Allergen immunotherapy: What is the added value of real-world evidence from retrospective claims database studies?
Devillier P, Demoly P, Molimard M
Expert Review of Respiratory Medicine 2020; Published online ahead of print (4 March)

While randomized controlled trials (RCTs) have demonstrated that allergen immunotherapy (AIT) has proven long-term efficacy in patients with allergic rhinitis (AR), they have limited generalizability and there is growing recognition that real-world evidence (RWE) is necessary to provide complementary data to those of RCTs and corroborate their findings in the real world setting. Until recently, data from the real-world setting investigating the benefits of AIT for the treatment of patients with grass and birch pollen-associated AR were sparse. New retrospective claims database studies from France and Germany have confirmed the sustained benefits of grass and birch pollen AIT in terms of significantly reduced progression of AR and asthma, and a significantly decreased risk of new-onset asthma. In this article, the authors explore the value of RWE, alongside data from traditional RCTs, focusing on the potential strengths and limitations of each.
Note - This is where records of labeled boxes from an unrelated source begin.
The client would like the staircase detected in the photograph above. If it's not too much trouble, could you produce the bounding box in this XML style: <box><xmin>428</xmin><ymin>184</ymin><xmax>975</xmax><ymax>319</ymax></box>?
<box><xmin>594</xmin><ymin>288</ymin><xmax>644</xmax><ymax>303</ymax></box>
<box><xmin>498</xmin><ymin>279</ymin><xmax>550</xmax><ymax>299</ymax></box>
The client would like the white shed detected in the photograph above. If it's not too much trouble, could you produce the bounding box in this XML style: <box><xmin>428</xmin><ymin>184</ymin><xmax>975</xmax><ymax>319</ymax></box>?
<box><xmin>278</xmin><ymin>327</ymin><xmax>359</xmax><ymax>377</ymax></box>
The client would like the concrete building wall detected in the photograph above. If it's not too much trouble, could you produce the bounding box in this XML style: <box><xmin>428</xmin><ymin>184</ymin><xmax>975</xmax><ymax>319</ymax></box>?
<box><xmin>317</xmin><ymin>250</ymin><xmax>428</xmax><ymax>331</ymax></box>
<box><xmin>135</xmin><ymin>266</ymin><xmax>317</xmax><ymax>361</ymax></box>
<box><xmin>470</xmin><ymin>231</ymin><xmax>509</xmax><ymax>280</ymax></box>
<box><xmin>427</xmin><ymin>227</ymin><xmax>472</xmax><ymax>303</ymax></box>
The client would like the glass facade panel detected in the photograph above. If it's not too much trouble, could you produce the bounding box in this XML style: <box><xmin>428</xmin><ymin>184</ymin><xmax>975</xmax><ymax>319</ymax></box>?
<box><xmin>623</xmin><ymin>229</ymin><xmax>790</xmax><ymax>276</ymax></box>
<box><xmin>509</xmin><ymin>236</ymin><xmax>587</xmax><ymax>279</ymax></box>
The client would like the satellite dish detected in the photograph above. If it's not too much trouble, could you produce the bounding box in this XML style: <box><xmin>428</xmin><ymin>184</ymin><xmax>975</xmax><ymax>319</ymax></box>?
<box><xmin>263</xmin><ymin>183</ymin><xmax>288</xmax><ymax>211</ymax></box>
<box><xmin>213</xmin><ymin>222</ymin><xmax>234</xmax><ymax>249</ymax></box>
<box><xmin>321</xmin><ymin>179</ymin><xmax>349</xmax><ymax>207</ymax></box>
Adherence to prescribed e-diary recording by patients with seasonal allergic rhinitis: Observational study
Di Fraia M, Tripodi S, Arasi S, Dramburg S, Castelli S et al.
Journal of Medical Internet Research 2020;22(3):e16642

Electronic clinical diaries allow recording of disease severity scores in tandem with pollen exposure, which aids in making a clear diagnosis of seasonal allergic rhinitis. Unfortunately, prior studies have shown that patients who spontaneously download an e-diary app have a very low adherence to their recording. The objective of this study was to assess adherence of patients with seasonal allergic rhinitis to symptom recording via e-diary as explicitly prescribed by an allergist (within a blended care approach). In the pilot phase of the study, the authors recruited Italian children (Rome, Italy) and adults (Pordenone, Italy) with seasonal allergic rhinitis and instructed them to record their symptoms, medication intake, and general conditions daily through a mobile app (Allergy.Monitor) during the relevant pollen season. In the 194 subjects recruited, there was an impressive level of adherence demonstrated, but use slowly declined during monitoring in 3 phases – phase A: first week, ≥1267/1358, 90%; phase B: second to sixth week, 4992/5884, 80% to 90%; and phase C: seventh week onward, 2063/2606, 70% to 80%. The authors conclude that this study supports the use of e-diaries in addition to face-to-face visits for diagnosis and treatment of seasonal allergic rhinitis and deserves further investigation via a real-life study.